What proves to be a groundbreaking development in the field of medicinal research and narcotics, the United Nations commission in its 63rd International Convention on Narcotic Drugs voted for reclassifying cannabis (commonly known as marijuana or weed) as a lesser harmful narcotic. India too voted with the majority. Does this mean that the legalisation of weed might become a reality in India?
It’s hard to put a finger on this issue. A national poll conducted by India Today in January shows that Indians may not fully support legalisation. Out of the individuals who took part in the survey, 55 per cent don’t support legalisation and only 36 per cent do. Furthermore, 89 per cent consider drug addiction to be a serious problem in the country.
Consumption and use of cannabis in India made headlines in 2020 when Rhea Chakraborty was arrested and questioned by the Narcotics Control Bureau (NCB) for consumption and purchase. However, foreign media was quick to report the double standards at play here. The Ministry of Social Justice conducted a study in 2019 that reported that 31 million people in India had consumed a cannabis product in a year. And, 13 million had used weed or hash (forms of the cannabis plant).
However, Sushant Singh Rajput’s death case and the step to reclassify cannabis has brought relief to cannabis activists and medical researchers. And, talks of legalisation and awareness around cannabis is gradually increasing.

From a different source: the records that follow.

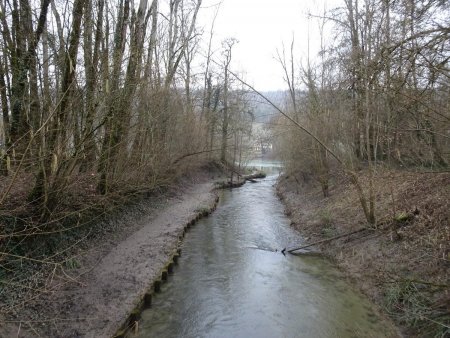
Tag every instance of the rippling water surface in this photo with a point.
(232, 283)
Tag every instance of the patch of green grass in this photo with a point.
(72, 263)
(411, 304)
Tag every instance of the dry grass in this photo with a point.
(411, 244)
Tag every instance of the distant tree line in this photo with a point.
(377, 94)
(107, 90)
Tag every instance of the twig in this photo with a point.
(327, 240)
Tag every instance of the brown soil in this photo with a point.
(114, 268)
(403, 265)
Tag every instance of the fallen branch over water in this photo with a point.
(327, 240)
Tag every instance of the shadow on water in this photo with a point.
(232, 283)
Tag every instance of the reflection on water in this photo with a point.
(224, 287)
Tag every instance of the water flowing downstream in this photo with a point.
(232, 283)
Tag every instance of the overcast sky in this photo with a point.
(261, 27)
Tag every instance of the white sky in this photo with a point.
(262, 26)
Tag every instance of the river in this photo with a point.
(231, 282)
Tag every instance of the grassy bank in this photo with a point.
(403, 263)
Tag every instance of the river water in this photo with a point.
(232, 283)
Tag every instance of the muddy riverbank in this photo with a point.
(115, 267)
(403, 265)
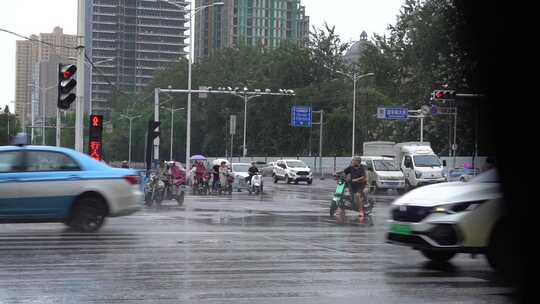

The move by India to vote to reclassify cannabis has hinted that the government might be in favour of doing away with the criminalisation of recreational and medicinal use of cannabis. “There might not be a direct impact of the UN’s decision on the legalisation process, but with top international governing bodies like WHO and majority countries deciding in favour of this step, the process might be eased out,” says Birendra Kumar, Zonal Director of NCB, Lucknow.
The quantity, adulteration and the way cannabis is consumed in India poses a big concern. If cannabis is legalised in India, the government will still have to keep a check on its manhandling, peddling, misuse and overuse. “If we believe that legalisation of the drug will ensure its easy availability or open market sources, then we’ll be highly mistaken,” says Kumar. India might invest in and promote the medicinal and therapeutic use of cannabis but with strict regulations and restrictions in place. This might concern the activists, but without such implements, its use will no longer remain only therapeutic.